Karnataka’s kinship web, with nothing lost in translation

Vasudeva’s Family is the translation of Vaidehi’s Kannada novel Aspruhyaru which means ‘untouchables’. A literal translation of the original title would invoke the title of Mulkraj Anand’s novel Untouchable. Also, as Susheela Punitha, the translator observes, ‘Vaidehi’s novel is a different take on the problem, implicating intra-caste hierarchies as much as inter-caste politics based on touch and untouch. To the question, ‘who is untouchable?’ the book replies, ‘everyone!’ A significant feature of Vaidehi’s novel is that it shows how every woman, irrespective of her caste hierarchy, is treated as an untouchable during different phases of her life. A menstruous woman is considered to be impure. Untouchable, though she may belong to upper caste and class. Thus the difference between the two titles Untouchable (Anand) and Untouchables (Vaidehi) is not just numerical. Vaidehi’s novel has broadened the very concept of untouchability. The protagonist of this novel is Vasudevaraya. He tries to live the ideal ‘Vasudhaiva Kutumbam’(the earth is one family) in his home.

Vaidehi is one of the finest writers in Kannada. A Sahitya Akademi Award winner, she has been conferred with the prestigious Attimabbe Award by the government of Karnataka. She has won the Katha Award as well. Girish Kasaravalli’s famous film Gulabi Talkies is based on a story by Vaidehi. She has authored six collections of short stories, three of poems and four of prose. Her work Jathre (the temple fair) has been published by OUP. Asprushyaru is her only novel. It was first published in a Kannada weekly in 1982.

Her writings are rooted in the cultural milieu of Kundapur in Coastal Karnataka. Her narratives are characterised by a judicious mix of urban and local speech varieties. But her stories, including Asprushyaru are steeped in local culture, linguistic patterns and gestures. The stories create a micro universe and the tales cannot be separated from these. Vaidehi’s characters have no existence without the unique speech patterns and gestures. This, indeed, is the major challenge for any translator. Susheela Punitha has been quite successful in recreating the ambience of the original in English. She has also been able to maintain the tempo and the flow of the original text. The syntactical patterns of English and Kannada are so different and any mechanical and literal translation would have killed the beauty and flow of the Kannada narrative. But the translator has negotiated with the original in a creative way and has come out with its English version keeping intact the spirit of Vadehi’s novel. She has also provided a list of kinship terms and a glossary which is useful for non-Kannada readers.

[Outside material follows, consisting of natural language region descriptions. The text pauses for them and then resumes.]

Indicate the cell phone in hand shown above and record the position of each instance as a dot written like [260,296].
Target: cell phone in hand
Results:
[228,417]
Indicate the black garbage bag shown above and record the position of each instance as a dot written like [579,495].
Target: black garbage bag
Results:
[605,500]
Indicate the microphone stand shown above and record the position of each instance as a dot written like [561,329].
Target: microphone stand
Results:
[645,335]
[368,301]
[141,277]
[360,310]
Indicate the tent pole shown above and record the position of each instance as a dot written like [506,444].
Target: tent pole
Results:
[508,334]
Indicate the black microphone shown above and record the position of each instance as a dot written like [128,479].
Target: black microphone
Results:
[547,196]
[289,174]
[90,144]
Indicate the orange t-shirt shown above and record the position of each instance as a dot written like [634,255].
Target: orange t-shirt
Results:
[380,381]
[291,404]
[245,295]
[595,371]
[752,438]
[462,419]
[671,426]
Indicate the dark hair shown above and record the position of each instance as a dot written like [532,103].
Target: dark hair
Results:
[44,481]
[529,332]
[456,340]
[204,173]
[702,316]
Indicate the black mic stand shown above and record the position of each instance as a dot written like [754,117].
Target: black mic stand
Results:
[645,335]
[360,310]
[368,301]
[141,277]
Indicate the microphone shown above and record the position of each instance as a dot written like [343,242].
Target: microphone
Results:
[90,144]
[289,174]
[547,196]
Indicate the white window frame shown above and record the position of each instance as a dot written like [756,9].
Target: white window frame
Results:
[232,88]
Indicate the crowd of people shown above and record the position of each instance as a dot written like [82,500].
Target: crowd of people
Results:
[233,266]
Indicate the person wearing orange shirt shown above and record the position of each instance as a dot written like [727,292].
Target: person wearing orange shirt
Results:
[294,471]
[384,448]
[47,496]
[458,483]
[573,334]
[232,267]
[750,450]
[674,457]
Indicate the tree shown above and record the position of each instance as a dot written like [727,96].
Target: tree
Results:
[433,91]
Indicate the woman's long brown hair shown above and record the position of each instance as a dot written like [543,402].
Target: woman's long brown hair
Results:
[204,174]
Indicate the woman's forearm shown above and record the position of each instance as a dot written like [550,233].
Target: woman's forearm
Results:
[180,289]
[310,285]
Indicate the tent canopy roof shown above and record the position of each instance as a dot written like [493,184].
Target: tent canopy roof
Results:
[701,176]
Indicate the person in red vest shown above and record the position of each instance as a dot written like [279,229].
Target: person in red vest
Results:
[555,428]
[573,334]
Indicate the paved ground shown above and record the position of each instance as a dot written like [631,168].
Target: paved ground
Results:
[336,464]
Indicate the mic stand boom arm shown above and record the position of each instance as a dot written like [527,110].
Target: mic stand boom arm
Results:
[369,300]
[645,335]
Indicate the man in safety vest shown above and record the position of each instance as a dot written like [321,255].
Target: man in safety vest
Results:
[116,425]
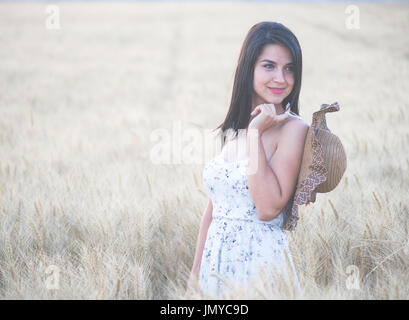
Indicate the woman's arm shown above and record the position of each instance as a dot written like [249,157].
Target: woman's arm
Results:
[272,183]
[204,226]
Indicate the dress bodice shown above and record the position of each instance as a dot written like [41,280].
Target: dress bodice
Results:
[227,185]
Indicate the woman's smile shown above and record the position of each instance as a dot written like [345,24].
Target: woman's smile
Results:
[276,90]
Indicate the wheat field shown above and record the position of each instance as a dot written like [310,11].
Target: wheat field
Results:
[86,213]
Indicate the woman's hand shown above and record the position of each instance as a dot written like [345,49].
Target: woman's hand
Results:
[266,117]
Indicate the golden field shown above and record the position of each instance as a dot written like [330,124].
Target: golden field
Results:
[82,201]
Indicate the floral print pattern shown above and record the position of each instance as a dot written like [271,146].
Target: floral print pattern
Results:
[237,241]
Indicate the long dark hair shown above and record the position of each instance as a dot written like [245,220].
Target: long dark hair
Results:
[262,33]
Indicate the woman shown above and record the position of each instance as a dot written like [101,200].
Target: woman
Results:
[241,230]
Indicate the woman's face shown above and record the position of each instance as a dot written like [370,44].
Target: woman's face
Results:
[273,69]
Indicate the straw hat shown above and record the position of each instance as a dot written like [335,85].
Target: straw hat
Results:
[323,165]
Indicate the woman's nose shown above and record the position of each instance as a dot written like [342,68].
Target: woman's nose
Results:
[279,76]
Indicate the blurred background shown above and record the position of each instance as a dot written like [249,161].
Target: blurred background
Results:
[87,213]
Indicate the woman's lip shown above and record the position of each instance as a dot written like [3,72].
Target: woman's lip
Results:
[276,90]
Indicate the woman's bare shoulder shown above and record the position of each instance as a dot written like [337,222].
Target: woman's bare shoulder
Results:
[294,121]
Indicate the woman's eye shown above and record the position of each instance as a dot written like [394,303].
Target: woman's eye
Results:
[291,69]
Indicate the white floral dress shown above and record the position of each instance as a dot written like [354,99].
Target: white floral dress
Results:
[237,241]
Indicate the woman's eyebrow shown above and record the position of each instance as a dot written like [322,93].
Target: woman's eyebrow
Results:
[271,61]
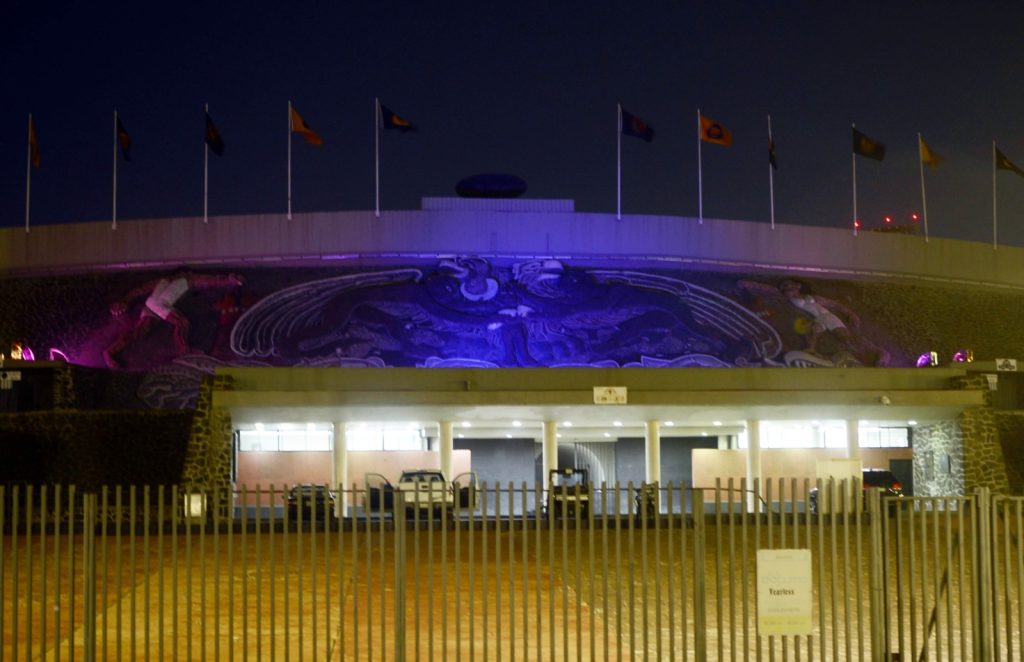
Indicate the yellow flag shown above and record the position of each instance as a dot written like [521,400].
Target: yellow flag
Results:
[928,157]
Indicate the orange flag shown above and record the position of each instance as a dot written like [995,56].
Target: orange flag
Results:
[299,126]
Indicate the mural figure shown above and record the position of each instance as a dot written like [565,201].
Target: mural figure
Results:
[468,312]
[161,297]
[820,316]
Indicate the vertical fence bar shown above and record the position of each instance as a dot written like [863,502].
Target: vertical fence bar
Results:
[1019,537]
[512,570]
[105,524]
[434,515]
[604,575]
[162,522]
[458,568]
[877,603]
[146,522]
[89,577]
[699,587]
[43,511]
[133,602]
[524,565]
[218,503]
[4,505]
[744,551]
[399,576]
[619,570]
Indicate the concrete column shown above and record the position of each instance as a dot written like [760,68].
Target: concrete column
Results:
[445,446]
[340,469]
[754,464]
[853,439]
[549,452]
[652,452]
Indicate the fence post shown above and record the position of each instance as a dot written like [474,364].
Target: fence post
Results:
[699,603]
[878,605]
[983,633]
[89,575]
[399,575]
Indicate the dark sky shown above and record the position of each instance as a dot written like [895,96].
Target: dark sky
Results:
[527,88]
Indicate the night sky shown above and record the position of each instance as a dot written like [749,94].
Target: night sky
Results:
[527,88]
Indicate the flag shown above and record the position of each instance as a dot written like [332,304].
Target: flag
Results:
[866,147]
[34,145]
[299,126]
[712,131]
[391,121]
[633,125]
[124,140]
[1003,163]
[929,158]
[213,139]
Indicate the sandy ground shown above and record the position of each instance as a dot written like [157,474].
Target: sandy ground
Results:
[468,593]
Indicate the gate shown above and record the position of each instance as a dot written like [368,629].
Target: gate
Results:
[628,572]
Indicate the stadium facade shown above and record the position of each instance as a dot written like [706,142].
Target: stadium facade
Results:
[508,337]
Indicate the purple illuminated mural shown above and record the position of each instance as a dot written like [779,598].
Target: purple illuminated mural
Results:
[174,327]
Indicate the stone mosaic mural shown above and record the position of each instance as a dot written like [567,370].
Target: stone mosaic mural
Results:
[177,325]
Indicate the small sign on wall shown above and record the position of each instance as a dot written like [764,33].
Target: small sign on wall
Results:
[609,395]
[784,592]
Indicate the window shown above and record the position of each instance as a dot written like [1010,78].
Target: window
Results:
[269,440]
[826,435]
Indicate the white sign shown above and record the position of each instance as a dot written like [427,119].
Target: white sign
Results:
[784,592]
[1006,365]
[609,395]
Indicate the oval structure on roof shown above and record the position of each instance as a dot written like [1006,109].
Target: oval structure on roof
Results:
[491,184]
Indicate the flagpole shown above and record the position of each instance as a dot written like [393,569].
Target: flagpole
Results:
[377,157]
[206,169]
[993,196]
[771,177]
[699,175]
[114,222]
[924,198]
[28,178]
[853,160]
[619,164]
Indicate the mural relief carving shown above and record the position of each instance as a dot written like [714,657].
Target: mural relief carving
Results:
[458,312]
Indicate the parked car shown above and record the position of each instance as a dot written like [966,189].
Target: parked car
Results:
[306,500]
[568,495]
[870,478]
[380,494]
[427,491]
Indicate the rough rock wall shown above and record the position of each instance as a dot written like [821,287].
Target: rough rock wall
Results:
[91,449]
[208,461]
[938,460]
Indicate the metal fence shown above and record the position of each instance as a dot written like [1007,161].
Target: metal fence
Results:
[622,572]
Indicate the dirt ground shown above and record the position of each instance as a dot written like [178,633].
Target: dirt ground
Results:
[525,593]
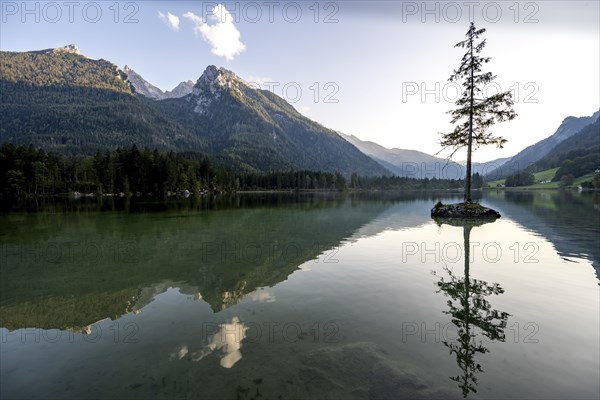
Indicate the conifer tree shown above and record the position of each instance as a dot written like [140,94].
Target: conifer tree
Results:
[475,114]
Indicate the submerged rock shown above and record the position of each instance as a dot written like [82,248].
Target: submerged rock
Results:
[463,210]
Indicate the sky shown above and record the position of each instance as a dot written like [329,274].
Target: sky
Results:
[377,70]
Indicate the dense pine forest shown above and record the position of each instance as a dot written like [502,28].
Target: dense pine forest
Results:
[26,171]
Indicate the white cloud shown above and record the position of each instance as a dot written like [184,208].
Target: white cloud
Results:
[258,82]
[171,20]
[223,36]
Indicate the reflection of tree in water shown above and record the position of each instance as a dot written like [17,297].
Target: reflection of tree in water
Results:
[470,310]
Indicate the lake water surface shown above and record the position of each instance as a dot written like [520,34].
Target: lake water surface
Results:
[285,296]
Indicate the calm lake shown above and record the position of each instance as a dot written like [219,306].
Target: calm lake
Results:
[289,296]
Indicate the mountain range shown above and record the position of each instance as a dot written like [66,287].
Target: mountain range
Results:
[61,100]
[532,155]
[147,89]
[64,101]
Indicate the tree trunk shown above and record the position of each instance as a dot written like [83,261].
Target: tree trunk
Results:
[470,140]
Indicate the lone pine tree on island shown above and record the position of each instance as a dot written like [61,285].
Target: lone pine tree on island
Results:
[475,114]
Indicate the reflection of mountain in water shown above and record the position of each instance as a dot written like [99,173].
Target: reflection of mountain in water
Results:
[73,269]
[569,220]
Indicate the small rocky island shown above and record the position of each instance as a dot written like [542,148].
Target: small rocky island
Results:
[463,210]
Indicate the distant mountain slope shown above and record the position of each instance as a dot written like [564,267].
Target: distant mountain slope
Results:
[63,101]
[147,89]
[524,159]
[259,130]
[583,143]
[409,163]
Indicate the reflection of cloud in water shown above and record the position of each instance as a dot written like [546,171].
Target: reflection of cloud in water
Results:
[179,353]
[227,340]
[262,295]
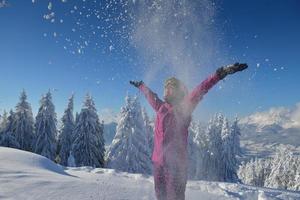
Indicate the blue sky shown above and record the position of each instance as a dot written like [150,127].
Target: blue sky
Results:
[37,54]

Vaidehi’s novel is a colourful and complex tapestry made out of two main plots and many sub-plots. At a macro level, the novel probes into the intricacies of caste (here, Brahmin-Koraga) relationships. At a micro level, it explores the tensions between man-woman relationships. Both are characterised by power equations.

However the novelist does not portray them as static, never changeable human condition. There are conservatives, statusquoists, moderates, moderns, reformists and even revolutionaries in the tiny world created in this novel.